Point No. 4 – Sarcopenia and Lifestyle
The next issue is lifestyle. The way of life for many people in the Western World already lends itself to a sedentary approach. We spend vast amounts of time sitting in cars, gazing at screens, or doing other physically undemanding activities. This situation, debilitating as it is already, has a tendency to worsen as we get older.
There is a social expectation of ‘slowing down’ or ‘taking it easy’. If you wish to remain healthy late into life then these are exactly the wrong attitudes to adopt. Instead, the mature person needs to reject the comfortable and the easy, the energy-sapping notion that we should settle to a comfortable passivity with the passing of the years. Instead, I would encourage people to embrace and revel in active and positive lifestyle choices. Buy a bike, go regularly to the pool or simply take brisk walks, all these can be incorporated into your daily lifestyle.
Beyond the above, resistance training in any of its many forms should be indulged in. Weight lifting in a gym would be an obvious example. If the gym is inconvenient or too expensive, then one can adopt a calisthenics training problem. These days, many people use inexpensive and very effective resistance bands to stimulate similar effects to weight training but without the need to join a gym or buy lots of expensive equipment.
Point No.5 – Sarcopenia – The Message
Muscle wastage, especially the effects that come with increasing age, is a formidable threat to our health and well being. With the right attitudes and the right actions, it can be defeated, however. Simple measures such as a protein-rich diet, physical activity, the spurning of sedentary options, and embracing some form of resistance training will arrest and reverse these effects as long as one is both consistent and persistent in one’s approach.

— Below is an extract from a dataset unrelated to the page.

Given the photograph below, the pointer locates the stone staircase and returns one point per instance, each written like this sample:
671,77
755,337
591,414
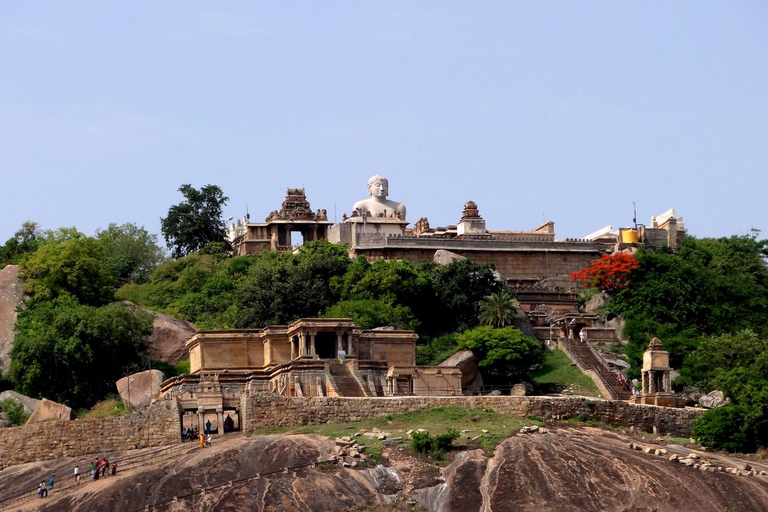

A quick scour through YouTube will demonstrate the success stories of many people in their sixties, seventies, and eighties (or even older) who have refused to conform to society’s expectation and instead embraced the measures required to keep their muscles toned, strong, and healthy. It’s very much our choice as we age. Do we wish our boundaries to remain essentially unlimited as we go forward? Or would we rather go from shuffling, to sticks, to frames and so forth as we age? I know where I would rather be!